What did the dissenting SCOTUS judges say about the majority's decision in Kelo?

Today the Court abandons this long-held, basic limitation on government power. Under the banner of economic development, all private property is now vulnerable to being taken... To reason, as the Court does... is to wash out any distinction between private and public use of property–and thereby effectively to delete the words “for public use” from the Takings Clause of the Fifth Amendment.

In other words, one view is that the majority simply nullified, i.e. deleted words from, part of the Constitution. (That part of the Constitution was apparently, uh, unconstitutional?)

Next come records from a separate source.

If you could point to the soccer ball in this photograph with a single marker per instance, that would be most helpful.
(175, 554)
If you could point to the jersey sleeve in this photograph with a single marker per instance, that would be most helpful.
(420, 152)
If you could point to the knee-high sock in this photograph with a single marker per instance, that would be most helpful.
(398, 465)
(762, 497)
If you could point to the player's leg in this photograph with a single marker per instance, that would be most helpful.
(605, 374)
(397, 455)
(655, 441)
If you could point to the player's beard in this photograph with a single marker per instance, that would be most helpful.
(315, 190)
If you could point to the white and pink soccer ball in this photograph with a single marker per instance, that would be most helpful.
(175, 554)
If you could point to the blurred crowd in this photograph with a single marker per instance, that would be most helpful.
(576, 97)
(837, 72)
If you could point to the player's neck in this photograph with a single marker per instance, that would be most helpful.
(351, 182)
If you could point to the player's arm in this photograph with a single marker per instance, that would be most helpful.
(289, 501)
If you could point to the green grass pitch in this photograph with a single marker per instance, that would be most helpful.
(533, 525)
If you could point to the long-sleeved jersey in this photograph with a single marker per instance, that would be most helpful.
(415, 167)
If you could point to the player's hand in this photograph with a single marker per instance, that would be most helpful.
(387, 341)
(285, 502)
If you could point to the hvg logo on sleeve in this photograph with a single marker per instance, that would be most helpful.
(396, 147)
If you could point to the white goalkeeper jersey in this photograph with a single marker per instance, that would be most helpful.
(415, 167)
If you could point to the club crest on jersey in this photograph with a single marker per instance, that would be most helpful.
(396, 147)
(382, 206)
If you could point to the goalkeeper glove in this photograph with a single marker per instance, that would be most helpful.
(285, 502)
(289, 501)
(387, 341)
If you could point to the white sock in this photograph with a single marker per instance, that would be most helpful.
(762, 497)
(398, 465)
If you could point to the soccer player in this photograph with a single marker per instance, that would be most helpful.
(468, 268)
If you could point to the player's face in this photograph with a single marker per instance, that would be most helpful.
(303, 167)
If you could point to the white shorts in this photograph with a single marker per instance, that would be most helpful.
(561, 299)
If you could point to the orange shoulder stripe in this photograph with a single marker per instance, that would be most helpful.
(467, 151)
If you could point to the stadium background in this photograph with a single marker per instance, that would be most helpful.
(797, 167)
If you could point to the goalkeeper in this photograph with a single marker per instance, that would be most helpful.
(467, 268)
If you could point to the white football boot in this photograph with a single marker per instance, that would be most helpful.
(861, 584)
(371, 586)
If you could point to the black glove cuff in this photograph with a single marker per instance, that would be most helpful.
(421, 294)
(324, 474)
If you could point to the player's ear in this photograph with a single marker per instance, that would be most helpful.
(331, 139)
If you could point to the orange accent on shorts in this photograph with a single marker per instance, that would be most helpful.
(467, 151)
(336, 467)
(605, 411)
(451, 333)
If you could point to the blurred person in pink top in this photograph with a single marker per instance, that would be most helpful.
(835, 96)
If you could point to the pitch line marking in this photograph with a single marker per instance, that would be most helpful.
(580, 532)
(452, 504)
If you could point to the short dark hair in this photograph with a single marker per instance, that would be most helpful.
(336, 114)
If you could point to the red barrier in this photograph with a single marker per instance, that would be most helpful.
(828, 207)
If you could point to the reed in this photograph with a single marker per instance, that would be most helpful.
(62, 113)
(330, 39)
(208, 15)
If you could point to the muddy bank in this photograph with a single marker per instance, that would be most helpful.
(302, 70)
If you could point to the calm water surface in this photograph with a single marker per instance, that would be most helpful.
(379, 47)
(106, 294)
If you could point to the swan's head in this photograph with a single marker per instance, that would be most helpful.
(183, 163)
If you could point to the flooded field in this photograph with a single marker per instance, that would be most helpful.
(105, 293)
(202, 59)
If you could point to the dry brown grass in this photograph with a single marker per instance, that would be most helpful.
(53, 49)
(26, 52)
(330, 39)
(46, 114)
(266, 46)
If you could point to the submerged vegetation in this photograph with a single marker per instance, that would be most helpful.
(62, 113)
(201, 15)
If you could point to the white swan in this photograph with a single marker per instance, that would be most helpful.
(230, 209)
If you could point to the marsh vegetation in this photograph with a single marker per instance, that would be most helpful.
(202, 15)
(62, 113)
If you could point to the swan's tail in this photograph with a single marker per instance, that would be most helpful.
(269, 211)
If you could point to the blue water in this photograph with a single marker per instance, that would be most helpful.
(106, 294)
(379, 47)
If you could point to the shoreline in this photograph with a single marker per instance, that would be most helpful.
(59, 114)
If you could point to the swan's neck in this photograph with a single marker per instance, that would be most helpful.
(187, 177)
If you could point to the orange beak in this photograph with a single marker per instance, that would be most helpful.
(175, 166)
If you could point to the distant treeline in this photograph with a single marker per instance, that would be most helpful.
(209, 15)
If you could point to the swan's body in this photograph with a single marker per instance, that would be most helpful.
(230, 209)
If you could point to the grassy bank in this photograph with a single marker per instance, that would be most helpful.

Up on the Hill, they're actually doing what they should -- attempting to make sure that people's property won't be seized. And they're doing it the correct way: through the legislative process.

While many Democrats have done the right thing (good for them!) Nancy Pelosi is, unsurprisingly, on the wrong side of history again:

"When you withhold funds from enforcing a decision of the Supreme Court, you are, in fact, nullifying a decision of the Supreme Court," Pelosi said.

This is sick and wrong in so many ways.

For one, let's remember this would be a nullification of a nullification. If nullifying things is bad, then let's bring it back to where this started, okay?

Next, let's notice that the Supreme Court essentially took away a right. Where does it say new rights can't be created? In Pelosi's mind, apparently, unless private lands are seized, the Court's decision won't be "enforced" -- as though the court said towns must do this, not that the Constitution didn't yet prevent them from doing it.

But what's really sick here is the view that it is somehow legally or morally wrong to pass legislation which conflicted with a previous court decision. Using the same logic we could say Congress shouldn't be passing a flag-burning ammendment because it would nullify a previous ruling that made burning the American flag legal.

Such a way of thinking effectively turns the Constitution on its head, utterly inverts it. You then say it is the Court's job to make new law, and that Congress can only work within the limits of what was decided already -- thus effectively reversing the role of the judicial and legislative branches.

I fear this strongly anti-freedom meme could become rather popular among the left, as legislatures increasingly scamble to put back together each law or right the courts imagine into or out of existence.


Update: Mark Steyn:

"It is a decision of the Supreme Court," said [Pelosi]. "So this is almost as if God has spoken."

That's not how Abraham Lincoln saw it: "If the policy of the government upon vital questions affecting the whole people is to be irrevocably fixed by decisions of the Supreme Court ... the people will have ceased to be their own rulers."

Some don't want people to be their own rulers. Other plans have been made.